With the triumph of the ultra-leftist Syriza party in Greece, it would seem that forces are in motion to eventually resolve Greece’s role, if any, in the Eurozone. A lot of traders got a boost of confidence when statements from Greece’s prime minister-elect were released, regarding Greece’s future role in the Eurozone. According to the incoming prime minister, Syriza has no plans of leading Greece’s exit from the Eurozone.
This served to calm the market, and the euro rebounded. While a collective sigh of relief seemed to pervade the market, the reality is that this is a temporary respite. Eventually, all participants in this Greek drama, Germany, Brussels, and Greece, would have to confront political and economic fundamentals.
The euro is built on shaky ground.

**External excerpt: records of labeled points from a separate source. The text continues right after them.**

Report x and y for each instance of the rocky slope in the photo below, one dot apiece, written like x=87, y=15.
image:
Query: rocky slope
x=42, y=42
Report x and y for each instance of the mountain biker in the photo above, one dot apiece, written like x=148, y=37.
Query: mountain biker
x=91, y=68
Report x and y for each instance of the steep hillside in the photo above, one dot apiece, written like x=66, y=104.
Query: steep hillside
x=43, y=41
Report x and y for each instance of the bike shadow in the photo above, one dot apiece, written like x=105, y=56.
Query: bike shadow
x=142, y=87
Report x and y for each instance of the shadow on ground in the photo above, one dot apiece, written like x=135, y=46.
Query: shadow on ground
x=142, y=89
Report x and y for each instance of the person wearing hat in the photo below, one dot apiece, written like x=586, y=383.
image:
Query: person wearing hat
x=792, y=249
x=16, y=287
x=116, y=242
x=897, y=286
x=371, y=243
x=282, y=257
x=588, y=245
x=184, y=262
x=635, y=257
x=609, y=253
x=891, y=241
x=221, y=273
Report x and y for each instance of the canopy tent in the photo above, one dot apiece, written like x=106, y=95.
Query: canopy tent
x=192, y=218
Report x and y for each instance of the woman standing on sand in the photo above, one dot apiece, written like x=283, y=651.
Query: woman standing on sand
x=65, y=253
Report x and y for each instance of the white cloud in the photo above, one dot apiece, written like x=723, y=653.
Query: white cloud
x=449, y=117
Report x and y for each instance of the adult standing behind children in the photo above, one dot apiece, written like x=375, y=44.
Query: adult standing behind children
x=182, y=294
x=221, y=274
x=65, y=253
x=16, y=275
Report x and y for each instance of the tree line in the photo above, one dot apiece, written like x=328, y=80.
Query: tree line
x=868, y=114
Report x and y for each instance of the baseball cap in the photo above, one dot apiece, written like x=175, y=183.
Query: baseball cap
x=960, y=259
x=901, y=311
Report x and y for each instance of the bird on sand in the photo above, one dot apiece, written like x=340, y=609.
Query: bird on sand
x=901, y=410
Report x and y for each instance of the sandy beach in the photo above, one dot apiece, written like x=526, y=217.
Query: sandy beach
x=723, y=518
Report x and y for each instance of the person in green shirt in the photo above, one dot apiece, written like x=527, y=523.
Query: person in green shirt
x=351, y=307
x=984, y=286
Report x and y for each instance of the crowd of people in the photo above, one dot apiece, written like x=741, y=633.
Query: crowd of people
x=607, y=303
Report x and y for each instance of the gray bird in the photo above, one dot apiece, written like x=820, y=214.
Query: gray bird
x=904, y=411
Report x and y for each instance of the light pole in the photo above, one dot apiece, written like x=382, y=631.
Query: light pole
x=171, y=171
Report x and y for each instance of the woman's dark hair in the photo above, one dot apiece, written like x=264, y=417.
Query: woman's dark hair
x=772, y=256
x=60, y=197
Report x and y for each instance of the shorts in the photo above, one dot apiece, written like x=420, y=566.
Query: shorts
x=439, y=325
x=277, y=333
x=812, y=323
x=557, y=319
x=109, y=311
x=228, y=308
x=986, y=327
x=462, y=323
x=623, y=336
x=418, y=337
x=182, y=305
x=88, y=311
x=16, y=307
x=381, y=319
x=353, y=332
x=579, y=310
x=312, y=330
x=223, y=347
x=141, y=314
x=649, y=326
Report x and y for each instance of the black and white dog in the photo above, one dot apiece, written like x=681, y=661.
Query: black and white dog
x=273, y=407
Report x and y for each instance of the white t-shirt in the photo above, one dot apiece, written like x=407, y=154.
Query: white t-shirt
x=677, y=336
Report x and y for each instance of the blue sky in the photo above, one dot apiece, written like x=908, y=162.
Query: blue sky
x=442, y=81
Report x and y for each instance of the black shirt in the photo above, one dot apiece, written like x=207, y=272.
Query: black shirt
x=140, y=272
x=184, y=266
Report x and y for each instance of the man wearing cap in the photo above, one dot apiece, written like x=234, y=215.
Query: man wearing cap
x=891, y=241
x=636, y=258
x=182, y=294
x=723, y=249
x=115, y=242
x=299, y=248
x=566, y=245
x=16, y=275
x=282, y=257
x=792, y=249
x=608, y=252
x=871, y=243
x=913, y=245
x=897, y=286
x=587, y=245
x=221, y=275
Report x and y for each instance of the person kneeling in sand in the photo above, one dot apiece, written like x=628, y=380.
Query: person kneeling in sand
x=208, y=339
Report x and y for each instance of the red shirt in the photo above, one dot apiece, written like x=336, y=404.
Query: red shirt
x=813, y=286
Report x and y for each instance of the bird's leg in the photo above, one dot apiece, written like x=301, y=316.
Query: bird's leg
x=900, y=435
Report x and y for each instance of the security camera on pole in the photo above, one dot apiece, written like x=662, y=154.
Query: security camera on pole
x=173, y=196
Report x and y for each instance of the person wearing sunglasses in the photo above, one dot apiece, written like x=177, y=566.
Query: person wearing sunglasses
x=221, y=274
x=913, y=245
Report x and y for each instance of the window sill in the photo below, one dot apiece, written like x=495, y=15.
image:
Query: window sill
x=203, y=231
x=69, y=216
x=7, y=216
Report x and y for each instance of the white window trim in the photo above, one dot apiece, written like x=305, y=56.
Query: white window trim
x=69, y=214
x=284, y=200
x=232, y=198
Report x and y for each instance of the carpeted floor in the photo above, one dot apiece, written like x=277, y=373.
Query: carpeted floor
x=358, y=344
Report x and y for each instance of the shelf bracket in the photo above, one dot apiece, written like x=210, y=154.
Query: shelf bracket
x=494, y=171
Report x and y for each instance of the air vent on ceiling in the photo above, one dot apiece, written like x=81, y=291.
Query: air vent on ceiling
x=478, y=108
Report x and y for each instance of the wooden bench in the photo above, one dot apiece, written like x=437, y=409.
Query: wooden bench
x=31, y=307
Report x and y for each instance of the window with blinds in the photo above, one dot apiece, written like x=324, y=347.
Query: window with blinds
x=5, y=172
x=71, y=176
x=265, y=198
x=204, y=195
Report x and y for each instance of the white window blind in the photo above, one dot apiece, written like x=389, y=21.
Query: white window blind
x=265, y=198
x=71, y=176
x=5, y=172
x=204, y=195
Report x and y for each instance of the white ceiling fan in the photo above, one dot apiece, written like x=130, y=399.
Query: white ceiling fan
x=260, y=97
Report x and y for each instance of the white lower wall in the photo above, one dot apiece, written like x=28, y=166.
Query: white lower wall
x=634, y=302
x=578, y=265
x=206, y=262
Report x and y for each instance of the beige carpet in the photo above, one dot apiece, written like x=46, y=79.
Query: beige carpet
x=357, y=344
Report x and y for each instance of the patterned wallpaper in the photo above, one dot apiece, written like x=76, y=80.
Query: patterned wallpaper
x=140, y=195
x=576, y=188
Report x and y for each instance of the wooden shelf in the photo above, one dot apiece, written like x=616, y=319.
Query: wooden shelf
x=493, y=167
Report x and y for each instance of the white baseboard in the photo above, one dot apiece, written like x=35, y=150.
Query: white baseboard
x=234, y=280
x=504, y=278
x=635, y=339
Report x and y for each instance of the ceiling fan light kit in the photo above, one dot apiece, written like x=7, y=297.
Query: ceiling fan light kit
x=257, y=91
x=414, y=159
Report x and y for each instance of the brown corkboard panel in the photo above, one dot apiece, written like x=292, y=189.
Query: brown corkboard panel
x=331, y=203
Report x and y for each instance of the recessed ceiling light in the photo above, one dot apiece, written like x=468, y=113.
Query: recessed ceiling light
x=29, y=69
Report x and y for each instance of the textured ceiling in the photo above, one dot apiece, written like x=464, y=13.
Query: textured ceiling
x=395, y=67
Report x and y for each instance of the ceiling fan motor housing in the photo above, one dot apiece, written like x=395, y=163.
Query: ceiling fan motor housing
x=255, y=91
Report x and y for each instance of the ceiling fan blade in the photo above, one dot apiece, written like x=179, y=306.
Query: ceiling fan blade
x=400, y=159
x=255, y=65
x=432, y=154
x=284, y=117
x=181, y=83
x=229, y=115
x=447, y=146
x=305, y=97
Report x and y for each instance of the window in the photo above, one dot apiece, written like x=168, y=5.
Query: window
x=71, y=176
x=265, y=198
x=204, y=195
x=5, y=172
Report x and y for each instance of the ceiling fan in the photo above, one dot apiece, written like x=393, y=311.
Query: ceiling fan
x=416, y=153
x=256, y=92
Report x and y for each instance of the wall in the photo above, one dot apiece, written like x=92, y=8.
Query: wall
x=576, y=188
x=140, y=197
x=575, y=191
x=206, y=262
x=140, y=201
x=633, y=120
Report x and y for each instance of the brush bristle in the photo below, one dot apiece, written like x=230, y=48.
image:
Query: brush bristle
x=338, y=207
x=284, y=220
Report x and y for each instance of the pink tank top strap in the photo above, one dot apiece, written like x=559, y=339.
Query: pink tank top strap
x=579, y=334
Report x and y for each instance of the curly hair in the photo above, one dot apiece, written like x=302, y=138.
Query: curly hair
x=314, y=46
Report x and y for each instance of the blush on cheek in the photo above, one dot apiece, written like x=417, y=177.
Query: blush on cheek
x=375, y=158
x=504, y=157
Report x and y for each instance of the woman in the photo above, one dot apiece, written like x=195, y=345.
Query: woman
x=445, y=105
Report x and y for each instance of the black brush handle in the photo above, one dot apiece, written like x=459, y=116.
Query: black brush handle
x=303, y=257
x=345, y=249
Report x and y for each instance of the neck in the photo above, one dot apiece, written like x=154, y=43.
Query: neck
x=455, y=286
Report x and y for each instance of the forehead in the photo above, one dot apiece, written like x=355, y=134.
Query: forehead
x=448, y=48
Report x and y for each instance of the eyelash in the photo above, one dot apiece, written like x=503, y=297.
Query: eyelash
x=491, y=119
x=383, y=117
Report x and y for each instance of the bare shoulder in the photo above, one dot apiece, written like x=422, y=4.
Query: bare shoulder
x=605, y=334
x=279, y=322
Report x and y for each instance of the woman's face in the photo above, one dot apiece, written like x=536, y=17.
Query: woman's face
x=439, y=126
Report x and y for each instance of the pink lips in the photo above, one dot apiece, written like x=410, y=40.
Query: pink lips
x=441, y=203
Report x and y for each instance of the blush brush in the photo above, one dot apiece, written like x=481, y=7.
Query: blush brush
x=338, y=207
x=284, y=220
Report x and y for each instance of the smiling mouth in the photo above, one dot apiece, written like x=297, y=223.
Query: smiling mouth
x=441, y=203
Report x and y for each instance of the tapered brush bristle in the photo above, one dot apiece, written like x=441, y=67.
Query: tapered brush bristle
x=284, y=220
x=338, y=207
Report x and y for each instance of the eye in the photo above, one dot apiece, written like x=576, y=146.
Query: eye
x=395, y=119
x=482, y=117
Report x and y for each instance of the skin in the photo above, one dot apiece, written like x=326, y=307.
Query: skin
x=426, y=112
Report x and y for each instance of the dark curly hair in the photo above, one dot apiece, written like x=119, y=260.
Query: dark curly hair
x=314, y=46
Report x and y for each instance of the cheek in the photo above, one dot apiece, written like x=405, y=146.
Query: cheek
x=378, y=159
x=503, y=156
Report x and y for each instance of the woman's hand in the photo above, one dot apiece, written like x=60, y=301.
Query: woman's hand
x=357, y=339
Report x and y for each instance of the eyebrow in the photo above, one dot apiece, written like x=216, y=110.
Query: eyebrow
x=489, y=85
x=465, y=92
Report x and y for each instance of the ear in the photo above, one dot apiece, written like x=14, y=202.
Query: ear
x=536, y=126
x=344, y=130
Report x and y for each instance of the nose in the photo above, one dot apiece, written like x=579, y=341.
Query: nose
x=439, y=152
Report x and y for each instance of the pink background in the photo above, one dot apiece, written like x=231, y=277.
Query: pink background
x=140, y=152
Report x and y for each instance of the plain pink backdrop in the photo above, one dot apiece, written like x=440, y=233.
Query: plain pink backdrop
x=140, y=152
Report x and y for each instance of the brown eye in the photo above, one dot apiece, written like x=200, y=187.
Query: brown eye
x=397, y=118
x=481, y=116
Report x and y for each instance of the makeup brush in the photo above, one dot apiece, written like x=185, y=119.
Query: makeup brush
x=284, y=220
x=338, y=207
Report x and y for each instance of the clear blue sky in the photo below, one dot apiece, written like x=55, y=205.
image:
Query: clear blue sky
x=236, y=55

The Eurozone is composed of 19 different countries who want to hang on to their sovereignty but at the same time share the same money. The problem with this is if you have a country like Greece, with very generous social benefits and a very volatile, increasingly entitled population, relations will always be tense with other economies that are better managed.
It is like living in a dysfunctional family. One family member spends money like a drunken sailor. Another family member works hard, saves a lot of money, and ends up giving all those savings to the profligate relative. It is not going to pan out. Unless these 19 countries give up a big a chunk of their sovereignty for true fiscal discipline, it is not going to happen.